The role of the school governor is rewarding and a good way to give back to your local community.
School governors are one of the largest volunteer groups in the country and play a key role in raising standards in schools. The roles and responsibilities of the school governors and the governing body are vital to the effective running of a school.
What do governors do?
School governors provide strategic leadership and accountability in schools. Governors appoint the Headteacher and Deputy Headteacher. The governing body hold the main responsibility for finance in schools and work with the Headteacher in determining the vision and ethos of the school.
Each governor is a member of the governing body, which is established in law as a corporate body.
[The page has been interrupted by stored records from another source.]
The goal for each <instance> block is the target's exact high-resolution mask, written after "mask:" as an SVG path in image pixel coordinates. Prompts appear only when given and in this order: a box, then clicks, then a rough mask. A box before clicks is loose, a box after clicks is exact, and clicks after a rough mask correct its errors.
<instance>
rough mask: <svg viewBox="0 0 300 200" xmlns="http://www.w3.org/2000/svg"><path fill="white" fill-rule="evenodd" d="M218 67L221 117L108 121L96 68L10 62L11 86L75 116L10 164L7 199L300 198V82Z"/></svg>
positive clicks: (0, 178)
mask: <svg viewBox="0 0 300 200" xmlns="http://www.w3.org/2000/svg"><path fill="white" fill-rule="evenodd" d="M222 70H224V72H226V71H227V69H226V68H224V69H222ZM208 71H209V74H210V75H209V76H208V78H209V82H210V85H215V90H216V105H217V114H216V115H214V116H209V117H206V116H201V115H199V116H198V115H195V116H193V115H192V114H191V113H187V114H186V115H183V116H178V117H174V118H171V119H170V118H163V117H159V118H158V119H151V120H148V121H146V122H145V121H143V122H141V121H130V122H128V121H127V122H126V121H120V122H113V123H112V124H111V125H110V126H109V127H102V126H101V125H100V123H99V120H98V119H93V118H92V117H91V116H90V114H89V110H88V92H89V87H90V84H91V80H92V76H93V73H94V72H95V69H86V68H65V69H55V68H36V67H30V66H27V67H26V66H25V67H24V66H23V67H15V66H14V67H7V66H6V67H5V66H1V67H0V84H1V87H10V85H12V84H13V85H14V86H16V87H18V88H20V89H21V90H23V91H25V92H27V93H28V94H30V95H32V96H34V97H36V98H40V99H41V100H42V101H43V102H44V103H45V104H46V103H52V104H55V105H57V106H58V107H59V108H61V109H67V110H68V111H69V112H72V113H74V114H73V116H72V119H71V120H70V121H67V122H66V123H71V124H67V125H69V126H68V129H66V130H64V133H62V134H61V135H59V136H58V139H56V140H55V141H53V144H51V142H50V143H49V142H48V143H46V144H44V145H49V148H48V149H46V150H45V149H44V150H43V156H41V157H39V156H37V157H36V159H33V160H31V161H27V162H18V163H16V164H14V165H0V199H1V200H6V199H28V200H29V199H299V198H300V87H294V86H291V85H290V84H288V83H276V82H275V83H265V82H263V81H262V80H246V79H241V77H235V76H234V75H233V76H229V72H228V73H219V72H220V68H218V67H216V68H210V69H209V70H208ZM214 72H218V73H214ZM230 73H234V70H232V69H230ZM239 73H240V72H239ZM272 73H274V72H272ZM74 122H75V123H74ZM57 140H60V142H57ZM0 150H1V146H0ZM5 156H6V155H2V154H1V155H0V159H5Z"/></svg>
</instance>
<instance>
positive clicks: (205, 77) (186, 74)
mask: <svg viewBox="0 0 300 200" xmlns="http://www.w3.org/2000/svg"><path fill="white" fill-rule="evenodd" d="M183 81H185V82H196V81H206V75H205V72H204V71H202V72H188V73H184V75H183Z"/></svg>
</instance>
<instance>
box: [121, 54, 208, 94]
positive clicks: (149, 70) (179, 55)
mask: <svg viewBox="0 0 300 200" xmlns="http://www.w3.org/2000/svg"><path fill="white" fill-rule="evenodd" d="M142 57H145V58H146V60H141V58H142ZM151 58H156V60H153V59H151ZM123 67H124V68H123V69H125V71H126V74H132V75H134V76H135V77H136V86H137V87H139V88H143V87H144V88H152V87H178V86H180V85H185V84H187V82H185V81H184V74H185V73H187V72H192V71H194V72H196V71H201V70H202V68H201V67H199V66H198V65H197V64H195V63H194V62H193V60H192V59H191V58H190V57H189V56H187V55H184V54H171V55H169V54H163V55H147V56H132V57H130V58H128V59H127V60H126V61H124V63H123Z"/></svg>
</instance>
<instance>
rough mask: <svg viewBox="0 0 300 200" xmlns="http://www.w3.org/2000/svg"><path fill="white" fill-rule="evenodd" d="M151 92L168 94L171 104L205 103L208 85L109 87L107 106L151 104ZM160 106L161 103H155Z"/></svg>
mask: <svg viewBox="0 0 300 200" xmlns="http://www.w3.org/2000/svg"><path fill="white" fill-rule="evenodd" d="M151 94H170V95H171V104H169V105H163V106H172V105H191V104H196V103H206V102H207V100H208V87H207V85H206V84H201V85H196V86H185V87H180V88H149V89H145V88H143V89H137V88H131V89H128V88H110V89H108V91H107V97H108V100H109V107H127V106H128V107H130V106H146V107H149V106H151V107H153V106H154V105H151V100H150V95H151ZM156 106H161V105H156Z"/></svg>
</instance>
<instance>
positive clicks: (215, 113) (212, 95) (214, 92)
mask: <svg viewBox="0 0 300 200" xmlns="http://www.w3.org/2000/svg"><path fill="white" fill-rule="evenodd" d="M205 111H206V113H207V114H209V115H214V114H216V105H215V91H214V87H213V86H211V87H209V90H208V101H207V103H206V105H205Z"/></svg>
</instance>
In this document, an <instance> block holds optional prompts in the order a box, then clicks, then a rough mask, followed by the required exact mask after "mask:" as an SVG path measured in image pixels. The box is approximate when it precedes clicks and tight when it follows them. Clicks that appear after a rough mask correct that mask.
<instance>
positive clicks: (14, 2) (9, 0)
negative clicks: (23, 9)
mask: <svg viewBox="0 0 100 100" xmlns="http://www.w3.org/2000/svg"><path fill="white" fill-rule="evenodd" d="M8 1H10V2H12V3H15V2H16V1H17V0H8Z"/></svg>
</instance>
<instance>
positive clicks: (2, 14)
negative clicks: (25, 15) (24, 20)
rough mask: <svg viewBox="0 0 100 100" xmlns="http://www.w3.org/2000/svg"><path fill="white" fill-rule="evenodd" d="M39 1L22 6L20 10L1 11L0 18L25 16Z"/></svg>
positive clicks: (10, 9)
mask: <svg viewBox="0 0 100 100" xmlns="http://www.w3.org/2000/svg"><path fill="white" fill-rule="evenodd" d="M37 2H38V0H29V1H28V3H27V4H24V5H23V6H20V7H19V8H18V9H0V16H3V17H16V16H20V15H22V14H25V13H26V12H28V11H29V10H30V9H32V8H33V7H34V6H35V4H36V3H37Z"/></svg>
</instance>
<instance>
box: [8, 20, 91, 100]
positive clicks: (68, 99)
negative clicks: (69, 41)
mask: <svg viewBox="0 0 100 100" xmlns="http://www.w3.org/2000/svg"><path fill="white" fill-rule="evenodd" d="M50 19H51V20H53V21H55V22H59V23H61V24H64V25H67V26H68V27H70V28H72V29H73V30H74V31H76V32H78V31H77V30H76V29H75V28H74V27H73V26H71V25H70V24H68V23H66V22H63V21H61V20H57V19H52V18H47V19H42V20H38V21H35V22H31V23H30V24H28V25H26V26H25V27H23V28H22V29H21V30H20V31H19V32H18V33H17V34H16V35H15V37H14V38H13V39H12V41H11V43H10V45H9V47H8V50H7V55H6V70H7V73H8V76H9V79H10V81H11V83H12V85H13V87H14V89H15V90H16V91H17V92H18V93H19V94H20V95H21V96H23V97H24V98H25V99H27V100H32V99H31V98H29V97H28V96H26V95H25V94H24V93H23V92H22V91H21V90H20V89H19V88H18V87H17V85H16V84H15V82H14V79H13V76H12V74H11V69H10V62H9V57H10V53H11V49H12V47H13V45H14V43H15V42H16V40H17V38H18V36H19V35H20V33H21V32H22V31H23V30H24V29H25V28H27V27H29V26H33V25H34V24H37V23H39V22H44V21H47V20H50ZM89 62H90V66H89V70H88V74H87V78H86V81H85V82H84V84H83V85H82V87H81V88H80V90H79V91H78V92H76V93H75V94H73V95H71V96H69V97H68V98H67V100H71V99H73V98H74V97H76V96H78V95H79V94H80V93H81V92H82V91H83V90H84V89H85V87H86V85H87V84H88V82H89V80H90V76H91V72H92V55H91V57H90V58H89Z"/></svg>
Individual governors cannot act separately of the rest of the governing body, decisions are made with joint responsibility of the governing body.
Key functions for a governing body are:
- setting the schools strategic direction, through the setting of the schools vision and ethos
- holding the Headteacher and Senior Leadership team to account for the educational performance of the school and its pupils
- maintaining an overview of the schools finance and ensuring the spend is value for money
Who can become a governor?
People must be over 18 years of age to become a governor. There are no qualifications required, other than a commitment to give time to the role and a capacity for working with groups of people. There are different categories of governors:
- local authority
The type of governor you will become will depend on your circumstance. All governors have the same role and responsibilities once they are part of the governing body.